Eighty percent of surveyed Philadelphia city-based tech startup CEOs and founders plan to build their businesses here over the next five years.
That’s according to the first benchmark Philadelphia Tech Startup CEO survey, led by Technical.ly Philly in partnership with the Center City District and Philly Startup Leaders. The 15-minute survey received 70 responses (representing 724 jobs) in a three-week period at the end of December 2013. The results were scheduled to be shared during a Philly Tech Week Economic Impact of Tech roundtable event this afternoon.
The firms that were surveyed included Adminovate, Artisan Mobile, BioMeme, ChargeItSpot, Clutch, Curalate, DuckDuckGo, edIQ, Locally, OneTwoSee, PeopleLinx, Relay Network, RJMetrics, SnipSnap, and VenturePact.
Here are some of the highlights:
- Philadelphia is an above average place to build a tech business — On a scale of 1-10, with 5 being average, respondents rank the Philadelphia region a 6.8. Nearly a third of them ranked Philly an 8, the highest single score.
- Philadelphia tech entrepreneurs are most often here because of family ties — 37 percent or 25 businesses are based in Philadelphia primarily because they have family here, the next highest amount, 8, were here because of college. Six respondents (9 percent) moved here to build their business.
- Connecting entrepreneurs has been Philadelphia’s biggest accomplishment for founders — 48 percent (32 companies) cited the growth of a network of local technology companies as the region’s greatest entrepreneurship success story.
- Most Philly tech entrepreneurs used personal money to start their current work — 73.85 percent of respondents funded their current venture with personal capital from previous work, a third are venture backed.
- Bootstrapping is the clearest differentiation for this low-cost, low-capitalized East Coast tech market — 52 percent (or 35 companies) said that paying out of pocket to start your own business is the strongest identifying factor of the tech/entrepreneurship community here. 13 percent said biotech/life sciences was the region’s biggest distinguishing factor, most of whom were suburban based.
- A lack of investment is the region’s largest barrier to growth — Half of those surveyed said so, followed by access to talent. Government/tax support/cost of doing business rank lower.
- Philly’s cost of doing business and access to other markets are the most cited reasons for regional advantage — Both were cited by 48 percent respondents. Universities come next.
- A third of Philly tech entrepreneurs cite an exit as their company’s best outcome — Fewer than 1 in 10 wanted to go public as their best outcome.
- The Center City corridor is the region’s hub of tech entrepreneurship — Specifically, 38 percent called Center City the primary tech hub and 28 percent cited N3rd Street in Old City.
CCD research analyst Lauren Gilchrist pulled out some trends comparing companies from the city and those based elsewhere in the region:
- 54.2 percent (25) of city companies plan to relocate to their own private office space in the next year.
- 75 percent of city companies anticipate hiring software developers in the next six months, compared to 52.6 percent of suburban companies. The highest in-demand position among the suburban respondents is product/project managers.
- While overall Center City was called the region’s tech hub, most suburban respondents think of University City as that hub.
- 79.2 percent of city companies say they will be here building their business in the next 5 years.
- Most city companies are plowing back their revenue from their current business into future operations as a source of capital.
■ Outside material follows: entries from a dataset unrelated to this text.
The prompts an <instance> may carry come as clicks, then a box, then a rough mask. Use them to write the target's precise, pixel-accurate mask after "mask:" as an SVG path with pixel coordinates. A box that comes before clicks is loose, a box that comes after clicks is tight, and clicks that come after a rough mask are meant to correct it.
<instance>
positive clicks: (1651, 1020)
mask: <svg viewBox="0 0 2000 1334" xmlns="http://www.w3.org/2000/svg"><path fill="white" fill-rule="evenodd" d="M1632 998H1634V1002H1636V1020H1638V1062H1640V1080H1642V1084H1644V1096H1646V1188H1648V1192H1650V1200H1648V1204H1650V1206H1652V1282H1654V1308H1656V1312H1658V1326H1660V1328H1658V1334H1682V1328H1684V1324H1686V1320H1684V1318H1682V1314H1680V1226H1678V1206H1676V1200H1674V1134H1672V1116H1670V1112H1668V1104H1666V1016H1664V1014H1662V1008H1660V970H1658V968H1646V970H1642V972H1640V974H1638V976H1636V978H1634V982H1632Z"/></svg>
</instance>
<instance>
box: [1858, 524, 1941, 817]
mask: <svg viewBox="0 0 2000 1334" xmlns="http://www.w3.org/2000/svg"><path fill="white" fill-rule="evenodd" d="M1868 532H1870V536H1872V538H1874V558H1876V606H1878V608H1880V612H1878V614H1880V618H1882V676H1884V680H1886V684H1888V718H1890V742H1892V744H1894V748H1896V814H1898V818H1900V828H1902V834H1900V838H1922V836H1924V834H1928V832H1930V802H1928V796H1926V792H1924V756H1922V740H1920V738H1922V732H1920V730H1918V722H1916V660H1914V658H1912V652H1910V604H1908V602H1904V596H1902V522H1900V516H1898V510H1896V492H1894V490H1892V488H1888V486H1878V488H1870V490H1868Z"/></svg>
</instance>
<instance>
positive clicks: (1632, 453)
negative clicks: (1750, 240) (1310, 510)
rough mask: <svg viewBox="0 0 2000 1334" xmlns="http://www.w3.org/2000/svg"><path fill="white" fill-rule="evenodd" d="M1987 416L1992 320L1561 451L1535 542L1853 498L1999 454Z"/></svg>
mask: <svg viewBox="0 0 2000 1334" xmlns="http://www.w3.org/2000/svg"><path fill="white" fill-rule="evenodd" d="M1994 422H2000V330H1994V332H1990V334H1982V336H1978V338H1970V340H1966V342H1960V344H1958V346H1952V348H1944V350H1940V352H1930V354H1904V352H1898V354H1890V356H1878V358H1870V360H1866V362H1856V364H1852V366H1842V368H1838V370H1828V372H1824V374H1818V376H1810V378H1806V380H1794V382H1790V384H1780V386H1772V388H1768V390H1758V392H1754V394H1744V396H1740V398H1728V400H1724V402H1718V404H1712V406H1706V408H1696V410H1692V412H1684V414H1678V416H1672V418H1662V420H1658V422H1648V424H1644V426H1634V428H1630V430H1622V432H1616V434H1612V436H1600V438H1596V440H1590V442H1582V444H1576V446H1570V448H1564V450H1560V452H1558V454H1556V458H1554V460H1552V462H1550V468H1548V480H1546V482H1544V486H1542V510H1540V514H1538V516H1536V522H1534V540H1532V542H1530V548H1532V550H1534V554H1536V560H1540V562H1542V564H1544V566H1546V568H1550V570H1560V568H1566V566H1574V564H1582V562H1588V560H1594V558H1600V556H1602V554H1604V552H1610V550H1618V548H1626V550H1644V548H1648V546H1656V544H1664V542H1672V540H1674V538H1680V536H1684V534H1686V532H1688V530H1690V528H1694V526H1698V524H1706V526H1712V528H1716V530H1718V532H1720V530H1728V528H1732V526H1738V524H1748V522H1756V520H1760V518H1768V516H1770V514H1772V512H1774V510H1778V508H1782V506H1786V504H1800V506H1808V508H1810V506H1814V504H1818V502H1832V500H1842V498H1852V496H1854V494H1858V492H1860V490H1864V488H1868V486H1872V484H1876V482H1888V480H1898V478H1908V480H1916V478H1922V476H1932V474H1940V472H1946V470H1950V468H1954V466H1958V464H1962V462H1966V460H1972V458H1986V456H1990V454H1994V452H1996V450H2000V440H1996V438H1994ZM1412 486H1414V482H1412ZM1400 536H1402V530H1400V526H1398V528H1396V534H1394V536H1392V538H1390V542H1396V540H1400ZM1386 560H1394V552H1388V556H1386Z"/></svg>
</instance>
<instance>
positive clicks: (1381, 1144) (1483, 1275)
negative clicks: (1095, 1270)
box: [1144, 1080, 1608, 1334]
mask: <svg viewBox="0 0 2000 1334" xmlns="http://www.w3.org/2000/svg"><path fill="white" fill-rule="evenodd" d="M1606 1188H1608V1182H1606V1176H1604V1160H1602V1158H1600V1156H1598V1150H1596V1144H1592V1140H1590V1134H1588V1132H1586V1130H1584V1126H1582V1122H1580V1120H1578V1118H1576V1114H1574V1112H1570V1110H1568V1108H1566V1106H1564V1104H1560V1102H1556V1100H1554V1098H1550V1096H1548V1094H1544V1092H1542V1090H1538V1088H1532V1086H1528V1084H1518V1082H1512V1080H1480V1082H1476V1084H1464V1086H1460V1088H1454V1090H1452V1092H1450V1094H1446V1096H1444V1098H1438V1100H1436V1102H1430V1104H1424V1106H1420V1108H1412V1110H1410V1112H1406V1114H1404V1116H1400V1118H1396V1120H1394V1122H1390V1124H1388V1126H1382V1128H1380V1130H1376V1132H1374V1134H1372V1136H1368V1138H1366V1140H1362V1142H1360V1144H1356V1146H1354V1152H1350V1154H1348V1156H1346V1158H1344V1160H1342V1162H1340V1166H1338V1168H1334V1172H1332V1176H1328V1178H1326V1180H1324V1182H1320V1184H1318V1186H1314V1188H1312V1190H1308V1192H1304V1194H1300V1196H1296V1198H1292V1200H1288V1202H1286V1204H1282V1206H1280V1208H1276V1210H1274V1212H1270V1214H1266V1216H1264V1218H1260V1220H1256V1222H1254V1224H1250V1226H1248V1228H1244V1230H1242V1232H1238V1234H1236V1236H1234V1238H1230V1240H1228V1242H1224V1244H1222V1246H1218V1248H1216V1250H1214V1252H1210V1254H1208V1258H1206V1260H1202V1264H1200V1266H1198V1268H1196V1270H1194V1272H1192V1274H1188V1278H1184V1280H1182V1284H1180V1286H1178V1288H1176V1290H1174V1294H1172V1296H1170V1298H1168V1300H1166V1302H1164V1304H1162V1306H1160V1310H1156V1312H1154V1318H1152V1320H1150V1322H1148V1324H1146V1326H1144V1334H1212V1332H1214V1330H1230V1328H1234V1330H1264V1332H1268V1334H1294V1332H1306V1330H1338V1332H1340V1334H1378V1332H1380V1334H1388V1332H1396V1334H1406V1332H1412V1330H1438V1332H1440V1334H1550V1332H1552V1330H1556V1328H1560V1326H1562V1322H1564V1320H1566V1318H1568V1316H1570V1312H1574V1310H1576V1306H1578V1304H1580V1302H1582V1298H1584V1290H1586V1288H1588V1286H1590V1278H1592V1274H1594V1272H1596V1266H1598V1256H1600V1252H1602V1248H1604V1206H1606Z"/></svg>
This compares to the suburbs, where more companies are using capital acquired from previous work.
- Philadelphia’s strongest assets for business-building were considered to be, in order: access to universities, access to other markets, quality of life for employees, cost of doing business, access to transit, access to customers, and access to talent, which all received “above average” (or 3) ratings.
- Suburban companies’ strongest assets for business-building were considered to be: quality of family offerings, including schools, quality of life assets, access to other markets, cost of doing business, access to customers, access to transit, and access to universities, all of which received “above average” (3 or greater on average).
Now for some clear warnings about the data. This is a small sample size data set meant to gauge perception, not to serve as a collective census. Of the 67 responses, just 19 were suburban based, which does convey the recent surge of early-stage tech ventures in the city but does not reflect that in sheer quantity, more regional tech firms are suburban based.
Additionally, like with any survey, the responses are self-selecting. Though Technical.ly Philly sought widespread responses, any group of responders inherently bring their own biases.